The origin of the custom is forgotten, but a tradition, supposed to trace back to heathen days, is to this effect: The village suffered from a dearth of water, when the inhabitants were advised by their priests to pray to the gods for water; whereupon the water sprang up spontaneously in a meadow about a third of a mile above the river, in an estate now called Rydon, amply sufficient to supply the wants of the place, and at present adequate, even in a dry summer, to work three mills. A lamb, it is said, has ever since that time been sacrificed as a votive thank-offering at Whitsuntide in the manner above mentioned.
The same ceremony, in a more primitive form, was observed at the village of Holne. On May-morning, before daybreak, the young men of the village used to assemble at a granite pillar in the centre of a field called the Ploy Field. They then proceeded to the moor, where they selected a ram lamb, and after running it down brought it in triumph to the Ploy Field, fastened it to the pillar, cut its throat, and then roasted it whole, skin, wool, etc. At Midday a struggle took place, at the risk of cut hands, for a slice, it being supposed to confer luck for the ensuing year on the fortunate devourer. As an act of gallantry the young men sometimes fought their way through the crowd to get a slice for the chosen amongst the young women, all of whom, in their best dresses, attended the Ram Feast as it was called.

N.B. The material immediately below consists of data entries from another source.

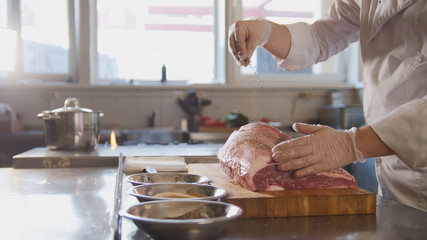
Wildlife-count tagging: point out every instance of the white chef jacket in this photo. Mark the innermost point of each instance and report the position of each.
(393, 41)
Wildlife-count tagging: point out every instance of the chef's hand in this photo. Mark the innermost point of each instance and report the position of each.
(245, 36)
(322, 149)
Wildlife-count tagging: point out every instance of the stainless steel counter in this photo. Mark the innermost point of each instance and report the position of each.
(77, 203)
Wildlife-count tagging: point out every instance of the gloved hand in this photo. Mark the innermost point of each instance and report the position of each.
(245, 36)
(322, 149)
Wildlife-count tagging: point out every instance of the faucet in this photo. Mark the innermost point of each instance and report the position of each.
(193, 107)
(151, 119)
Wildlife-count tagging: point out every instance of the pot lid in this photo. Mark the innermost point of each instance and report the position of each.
(71, 104)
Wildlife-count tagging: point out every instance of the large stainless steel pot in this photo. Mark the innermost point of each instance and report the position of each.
(71, 127)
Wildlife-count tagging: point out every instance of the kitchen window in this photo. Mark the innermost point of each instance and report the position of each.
(43, 39)
(138, 42)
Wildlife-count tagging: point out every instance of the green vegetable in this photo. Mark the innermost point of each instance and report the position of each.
(236, 119)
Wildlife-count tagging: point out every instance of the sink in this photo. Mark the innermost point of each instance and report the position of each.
(209, 137)
(148, 136)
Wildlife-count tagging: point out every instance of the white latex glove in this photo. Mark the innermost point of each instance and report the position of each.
(322, 149)
(245, 36)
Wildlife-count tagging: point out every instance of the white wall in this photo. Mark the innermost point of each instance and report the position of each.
(128, 108)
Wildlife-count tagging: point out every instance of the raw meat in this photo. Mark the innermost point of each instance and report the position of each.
(246, 158)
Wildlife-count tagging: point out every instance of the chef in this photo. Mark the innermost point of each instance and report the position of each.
(393, 42)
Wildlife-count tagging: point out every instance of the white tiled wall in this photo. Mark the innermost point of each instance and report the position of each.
(130, 108)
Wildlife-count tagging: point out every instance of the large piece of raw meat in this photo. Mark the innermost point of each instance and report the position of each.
(246, 158)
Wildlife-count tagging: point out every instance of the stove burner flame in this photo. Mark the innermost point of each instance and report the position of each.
(113, 141)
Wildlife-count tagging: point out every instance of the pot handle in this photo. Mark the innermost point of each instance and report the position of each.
(69, 101)
(47, 116)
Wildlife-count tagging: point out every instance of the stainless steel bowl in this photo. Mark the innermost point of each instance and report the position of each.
(182, 219)
(147, 192)
(149, 178)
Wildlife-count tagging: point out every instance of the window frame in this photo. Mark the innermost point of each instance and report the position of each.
(84, 57)
(18, 75)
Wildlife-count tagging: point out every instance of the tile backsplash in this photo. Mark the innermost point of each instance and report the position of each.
(126, 108)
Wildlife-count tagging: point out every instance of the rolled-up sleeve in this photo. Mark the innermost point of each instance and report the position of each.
(313, 43)
(404, 130)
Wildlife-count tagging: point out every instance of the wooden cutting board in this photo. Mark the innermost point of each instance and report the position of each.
(309, 202)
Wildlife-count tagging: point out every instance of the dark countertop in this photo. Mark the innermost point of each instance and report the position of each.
(77, 203)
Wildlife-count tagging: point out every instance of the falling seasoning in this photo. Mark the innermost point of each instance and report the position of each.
(163, 73)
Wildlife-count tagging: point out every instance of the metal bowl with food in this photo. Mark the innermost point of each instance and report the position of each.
(149, 178)
(167, 191)
(182, 219)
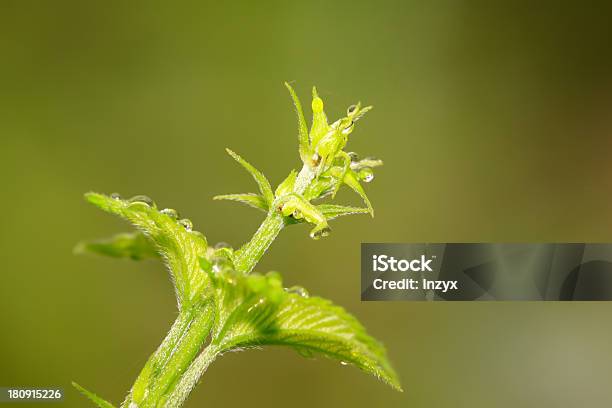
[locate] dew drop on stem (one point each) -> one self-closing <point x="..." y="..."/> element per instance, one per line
<point x="186" y="223"/>
<point x="366" y="174"/>
<point x="142" y="199"/>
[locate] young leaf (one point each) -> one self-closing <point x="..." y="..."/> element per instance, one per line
<point x="134" y="245"/>
<point x="250" y="199"/>
<point x="174" y="240"/>
<point x="262" y="181"/>
<point x="304" y="146"/>
<point x="93" y="397"/>
<point x="331" y="211"/>
<point x="254" y="310"/>
<point x="319" y="126"/>
<point x="352" y="181"/>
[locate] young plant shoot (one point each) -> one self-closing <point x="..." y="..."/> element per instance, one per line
<point x="223" y="305"/>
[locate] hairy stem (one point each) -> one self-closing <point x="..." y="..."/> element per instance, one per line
<point x="192" y="376"/>
<point x="247" y="257"/>
<point x="165" y="368"/>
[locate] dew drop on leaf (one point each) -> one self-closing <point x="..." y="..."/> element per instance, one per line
<point x="170" y="212"/>
<point x="298" y="290"/>
<point x="142" y="199"/>
<point x="186" y="223"/>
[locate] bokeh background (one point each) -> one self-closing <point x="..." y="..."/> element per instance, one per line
<point x="494" y="121"/>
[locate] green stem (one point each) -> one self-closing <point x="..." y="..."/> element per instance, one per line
<point x="165" y="368"/>
<point x="191" y="377"/>
<point x="247" y="257"/>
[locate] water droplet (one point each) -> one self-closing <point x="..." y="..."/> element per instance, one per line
<point x="354" y="156"/>
<point x="142" y="199"/>
<point x="170" y="212"/>
<point x="298" y="290"/>
<point x="323" y="232"/>
<point x="220" y="263"/>
<point x="366" y="174"/>
<point x="186" y="223"/>
<point x="348" y="129"/>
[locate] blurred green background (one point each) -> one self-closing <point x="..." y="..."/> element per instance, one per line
<point x="494" y="121"/>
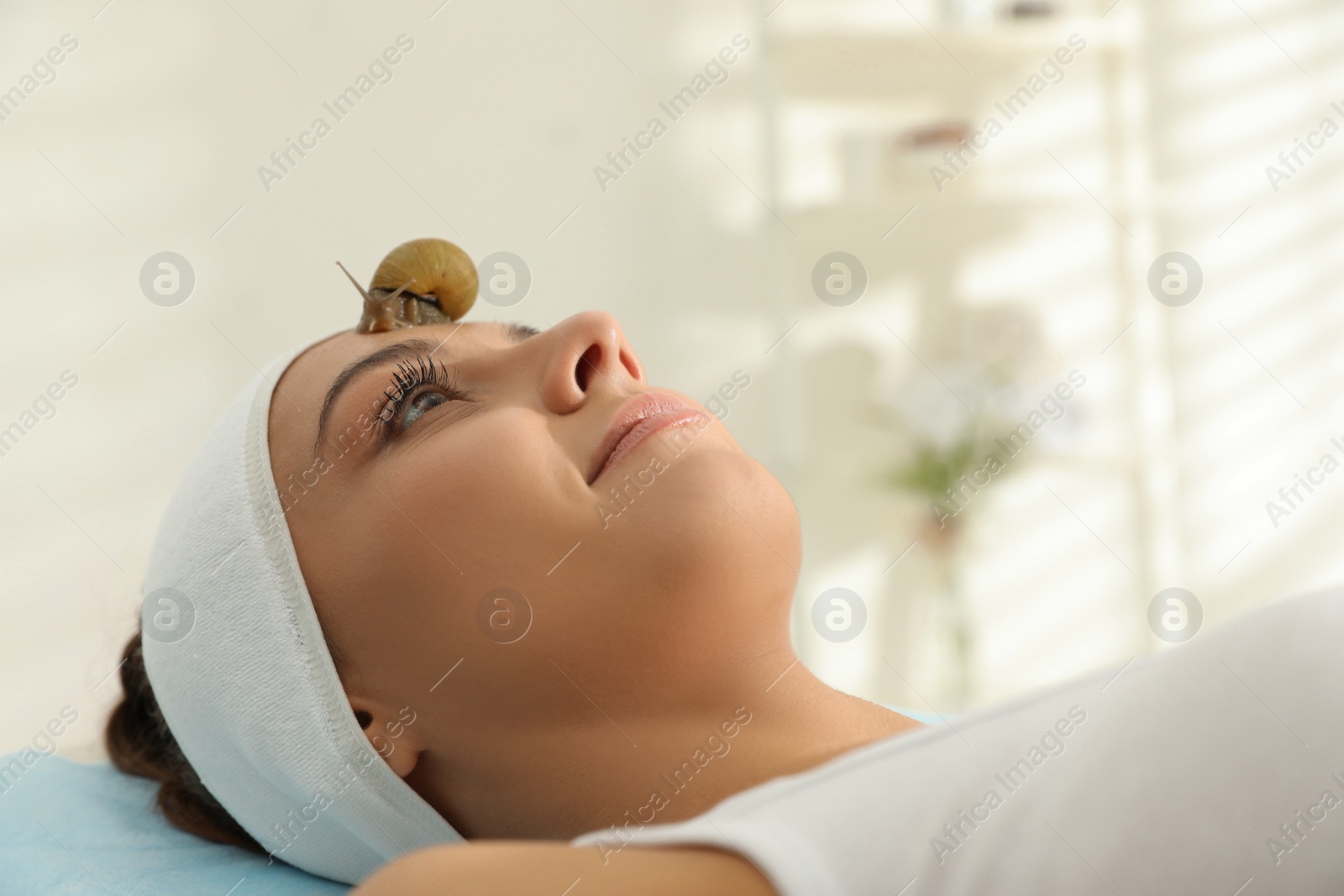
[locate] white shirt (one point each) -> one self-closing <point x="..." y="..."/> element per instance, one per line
<point x="1215" y="768"/>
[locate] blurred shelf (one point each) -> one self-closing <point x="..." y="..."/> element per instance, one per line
<point x="869" y="63"/>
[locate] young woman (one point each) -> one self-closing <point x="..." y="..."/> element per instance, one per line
<point x="557" y="600"/>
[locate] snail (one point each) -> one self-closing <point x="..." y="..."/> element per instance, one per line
<point x="425" y="281"/>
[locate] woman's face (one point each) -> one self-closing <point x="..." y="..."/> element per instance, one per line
<point x="523" y="510"/>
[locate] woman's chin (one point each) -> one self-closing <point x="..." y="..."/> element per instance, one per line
<point x="711" y="511"/>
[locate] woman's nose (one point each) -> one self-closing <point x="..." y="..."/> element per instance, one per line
<point x="589" y="354"/>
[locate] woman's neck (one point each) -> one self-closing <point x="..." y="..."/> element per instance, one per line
<point x="559" y="782"/>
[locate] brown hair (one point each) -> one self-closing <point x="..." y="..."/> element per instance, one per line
<point x="140" y="743"/>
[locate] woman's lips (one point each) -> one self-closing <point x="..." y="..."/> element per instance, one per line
<point x="638" y="418"/>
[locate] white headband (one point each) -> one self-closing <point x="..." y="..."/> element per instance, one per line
<point x="242" y="674"/>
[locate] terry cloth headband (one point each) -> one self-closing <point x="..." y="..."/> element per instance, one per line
<point x="242" y="674"/>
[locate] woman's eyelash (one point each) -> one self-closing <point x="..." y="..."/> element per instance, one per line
<point x="407" y="379"/>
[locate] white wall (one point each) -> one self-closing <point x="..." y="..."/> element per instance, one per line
<point x="152" y="132"/>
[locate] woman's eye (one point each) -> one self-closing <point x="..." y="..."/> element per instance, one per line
<point x="421" y="405"/>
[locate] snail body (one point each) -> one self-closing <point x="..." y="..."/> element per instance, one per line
<point x="423" y="281"/>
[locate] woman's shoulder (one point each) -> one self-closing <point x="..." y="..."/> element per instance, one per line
<point x="490" y="868"/>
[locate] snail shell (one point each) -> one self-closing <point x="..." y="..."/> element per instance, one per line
<point x="425" y="281"/>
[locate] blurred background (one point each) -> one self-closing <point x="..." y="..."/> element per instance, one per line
<point x="914" y="228"/>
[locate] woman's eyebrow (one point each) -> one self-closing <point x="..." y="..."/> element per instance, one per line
<point x="409" y="349"/>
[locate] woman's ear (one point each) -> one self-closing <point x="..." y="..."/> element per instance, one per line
<point x="390" y="731"/>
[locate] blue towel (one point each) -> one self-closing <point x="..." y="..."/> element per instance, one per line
<point x="71" y="829"/>
<point x="77" y="829"/>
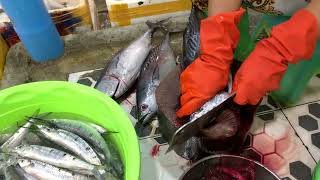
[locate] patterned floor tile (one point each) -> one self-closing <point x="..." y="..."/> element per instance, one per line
<point x="311" y="93"/>
<point x="157" y="165"/>
<point x="305" y="120"/>
<point x="275" y="144"/>
<point x="267" y="105"/>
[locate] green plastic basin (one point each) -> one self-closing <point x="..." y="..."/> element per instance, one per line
<point x="53" y="96"/>
<point x="316" y="173"/>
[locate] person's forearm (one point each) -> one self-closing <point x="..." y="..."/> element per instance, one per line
<point x="219" y="6"/>
<point x="314" y="8"/>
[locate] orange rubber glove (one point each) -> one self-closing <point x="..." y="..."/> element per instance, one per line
<point x="208" y="74"/>
<point x="263" y="70"/>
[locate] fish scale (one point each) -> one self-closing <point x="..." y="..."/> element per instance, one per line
<point x="45" y="171"/>
<point x="54" y="157"/>
<point x="71" y="142"/>
<point x="91" y="135"/>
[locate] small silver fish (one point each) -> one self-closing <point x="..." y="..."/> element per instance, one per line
<point x="16" y="172"/>
<point x="18" y="136"/>
<point x="43" y="171"/>
<point x="92" y="136"/>
<point x="71" y="142"/>
<point x="124" y="68"/>
<point x="159" y="63"/>
<point x="56" y="158"/>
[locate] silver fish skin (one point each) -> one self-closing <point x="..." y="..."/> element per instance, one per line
<point x="18" y="136"/>
<point x="10" y="173"/>
<point x="159" y="63"/>
<point x="54" y="157"/>
<point x="22" y="174"/>
<point x="124" y="68"/>
<point x="43" y="171"/>
<point x="208" y="106"/>
<point x="91" y="135"/>
<point x="191" y="38"/>
<point x="100" y="129"/>
<point x="71" y="142"/>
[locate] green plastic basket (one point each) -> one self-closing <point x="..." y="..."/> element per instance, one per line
<point x="23" y="100"/>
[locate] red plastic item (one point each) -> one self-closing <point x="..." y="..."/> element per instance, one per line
<point x="208" y="74"/>
<point x="263" y="70"/>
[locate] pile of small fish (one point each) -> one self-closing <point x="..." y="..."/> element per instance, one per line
<point x="77" y="151"/>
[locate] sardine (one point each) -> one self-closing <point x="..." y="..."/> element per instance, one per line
<point x="10" y="173"/>
<point x="191" y="38"/>
<point x="43" y="171"/>
<point x="18" y="136"/>
<point x="71" y="142"/>
<point x="124" y="68"/>
<point x="159" y="63"/>
<point x="16" y="172"/>
<point x="92" y="136"/>
<point x="56" y="158"/>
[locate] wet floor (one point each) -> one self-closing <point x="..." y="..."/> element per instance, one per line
<point x="285" y="139"/>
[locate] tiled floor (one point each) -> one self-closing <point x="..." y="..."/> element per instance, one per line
<point x="285" y="139"/>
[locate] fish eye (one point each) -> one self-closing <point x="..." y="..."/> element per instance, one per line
<point x="144" y="107"/>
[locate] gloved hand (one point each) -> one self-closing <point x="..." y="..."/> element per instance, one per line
<point x="208" y="74"/>
<point x="263" y="70"/>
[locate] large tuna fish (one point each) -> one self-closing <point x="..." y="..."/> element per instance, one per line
<point x="125" y="67"/>
<point x="159" y="63"/>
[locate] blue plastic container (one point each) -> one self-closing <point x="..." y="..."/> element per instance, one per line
<point x="35" y="28"/>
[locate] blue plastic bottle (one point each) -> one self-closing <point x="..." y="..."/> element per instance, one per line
<point x="35" y="28"/>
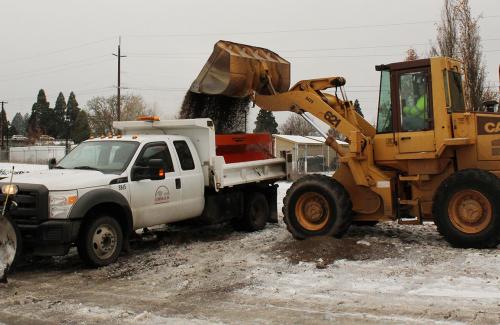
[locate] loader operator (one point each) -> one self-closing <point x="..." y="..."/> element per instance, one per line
<point x="414" y="111"/>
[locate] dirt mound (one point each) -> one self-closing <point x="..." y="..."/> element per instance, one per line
<point x="326" y="250"/>
<point x="229" y="114"/>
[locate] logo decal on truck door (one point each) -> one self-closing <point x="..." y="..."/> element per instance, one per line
<point x="162" y="195"/>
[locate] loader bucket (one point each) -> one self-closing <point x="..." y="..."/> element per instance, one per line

In one of his odes Horace made a solemn promise that he would make a present of a very fine kid, some sweet wine and flowers to a noble fountain in his own Sabine Villa. We have seen that even to-day the Parsis offer goats and fowl to the spirits of the well. The process of reasoning is the same. The Gujarati Hindu, however, shrinks from such slaughter. Nevertheless, the gods have to be propitiated. He therefore offers acceptable substitutes for animal victims, such as cocoanuts and red lead. Betelnuts, sugar and milk and ghee likewise keep the spirits in good humour.
Offerings of coins to the well-spirits are common in the East as in the West. What can be the explanation? Is the coin offered as a price for the boon that one expects to derive from the healing powers of the wells? That at any rate is the idea prompting the man bitten by a rabid dog when he goes to a well inhabited by a Vâchharo, with two earthen cups filled with milk and with a pice in each, which he empties into the water. But quite a different and curious explanation of the offering is found in the _Folklore Notes of Gujarat_. “It is a belief among Hindus,” says one of the informants of the late Mr. Jackson, “that to give alms in secret confers a great boon on the donor. Some of the orthodox people, therefore, throw pice into wells, considering it to be a kind of secret charity.”